Efficient graph-diagonal characterization of noisy states distributed over quantum networks via Bell sampling
Zherui Jerry Wang, Joshua Carlo A. Casapao, Naphan Benchasattabuse, Ananda G. Maity, Jordi Tura, Akihito Soeda, Michal Hajdušek, Rodney Van Meter, David Elkouss
TL;DR
This work introduces Bell Sampling for Quantum Networks (BSQN), a protocol that uses two-copy Bell measurements to efficiently estimate all diagonal elements in the graph-state basis of noisy graph states distributed across a network. The key result is a sample complexity that scales linearly with the number of qubits, $\mathcal{O}\big((n+\log(1/\delta))/\varepsilon^4\big)$, for recovering the entire graph-diagonal vector, representing a dramatic reduction from the $\mathcal{O}(2^n)$ scaling of direct estimation. Moreover, fidelity (a global property) can be estimated with a sample complexity that is independent of network size, $\mathcal{O}\big(\log(1/\varepsilon^2\delta)/\varepsilon^4\big)$, making the method robust to system growth. Numerical results corroborate the theory, showing practical efficiency gains over direct diagonal estimation and revealing favorable scaling in realistic noise scenarios. BSQN thereby provides a scalable, implementable tool for error detection and verification of noisy graph states in large quantum networks.
Abstract
Graph states are an important class of entangled states that serve as a key resource for distributed information processing and communication in quantum networks. In this work, we propose a protocol that utilizes a Bell sampling subroutine to characterize the diagonal elements in the graph basis of noisy graph states distributed across a network. Our approach offers significant advantages over direct diagonal estimation using unentangled single-qubit measurements in terms of scalability.
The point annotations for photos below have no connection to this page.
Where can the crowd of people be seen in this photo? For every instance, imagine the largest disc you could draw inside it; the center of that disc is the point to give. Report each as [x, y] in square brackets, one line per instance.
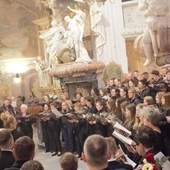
[140, 103]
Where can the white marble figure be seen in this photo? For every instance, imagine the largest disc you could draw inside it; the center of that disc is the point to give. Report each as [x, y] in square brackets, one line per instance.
[97, 24]
[75, 35]
[44, 78]
[156, 13]
[53, 38]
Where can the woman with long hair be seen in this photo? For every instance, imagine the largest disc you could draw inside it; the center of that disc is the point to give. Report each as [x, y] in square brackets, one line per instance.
[130, 116]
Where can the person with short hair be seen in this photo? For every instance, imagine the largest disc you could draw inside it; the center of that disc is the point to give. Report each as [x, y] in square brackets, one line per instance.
[112, 162]
[10, 123]
[25, 121]
[96, 152]
[7, 106]
[68, 161]
[24, 150]
[32, 165]
[6, 144]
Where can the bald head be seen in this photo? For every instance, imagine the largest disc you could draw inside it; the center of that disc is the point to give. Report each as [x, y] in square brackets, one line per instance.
[96, 151]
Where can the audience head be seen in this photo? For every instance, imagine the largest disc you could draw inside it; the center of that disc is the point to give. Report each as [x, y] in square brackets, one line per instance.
[46, 107]
[145, 75]
[111, 105]
[77, 106]
[46, 98]
[24, 108]
[158, 97]
[32, 165]
[114, 91]
[100, 105]
[7, 102]
[152, 116]
[131, 93]
[24, 148]
[112, 146]
[32, 94]
[166, 101]
[65, 107]
[155, 75]
[89, 101]
[78, 96]
[130, 111]
[96, 152]
[6, 139]
[142, 84]
[123, 92]
[9, 121]
[148, 100]
[53, 105]
[68, 161]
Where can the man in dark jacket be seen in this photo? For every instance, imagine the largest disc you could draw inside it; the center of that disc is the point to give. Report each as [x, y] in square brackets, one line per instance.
[112, 162]
[6, 144]
[24, 149]
[7, 106]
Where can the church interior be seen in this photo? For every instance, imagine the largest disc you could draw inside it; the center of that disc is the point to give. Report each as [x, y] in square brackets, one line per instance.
[109, 35]
[71, 69]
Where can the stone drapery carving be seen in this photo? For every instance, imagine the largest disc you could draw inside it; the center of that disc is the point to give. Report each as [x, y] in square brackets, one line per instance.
[97, 24]
[40, 66]
[157, 31]
[74, 35]
[134, 21]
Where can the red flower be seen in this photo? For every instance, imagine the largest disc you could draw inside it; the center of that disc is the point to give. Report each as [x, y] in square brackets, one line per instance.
[155, 167]
[149, 157]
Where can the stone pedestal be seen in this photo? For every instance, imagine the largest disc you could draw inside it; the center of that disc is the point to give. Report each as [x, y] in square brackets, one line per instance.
[77, 77]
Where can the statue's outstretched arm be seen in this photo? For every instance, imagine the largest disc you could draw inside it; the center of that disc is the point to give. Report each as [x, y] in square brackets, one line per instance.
[73, 10]
[142, 5]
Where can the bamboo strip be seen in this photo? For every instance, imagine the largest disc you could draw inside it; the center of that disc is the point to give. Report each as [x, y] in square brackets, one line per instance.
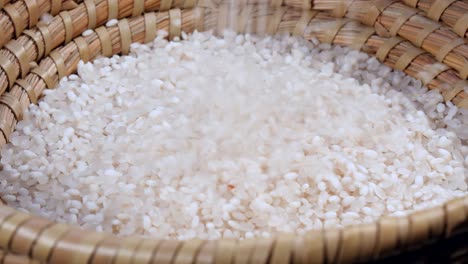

Specifically, we prove that estimating the full vector of diagonal elements requires a sample complexity that scales linearly with the number of qubits ($\mathcal{O}(n)$), providing an exponential reduction in resource overhead compared to the best known $\mathcal{O}(2^n)$ scaling of direct estimation. Furthermore, we demonstrate that global properties, such as state fidelity, can be estimated with a sample complexity independent of the network size. Finally, we present numerical results indicating that the estimation in practice is more efficient than the derived theoretical bounds. Our work thus establishes a promising technique for efficiently estimating noisy graph states in large networks under realistic experimental conditions.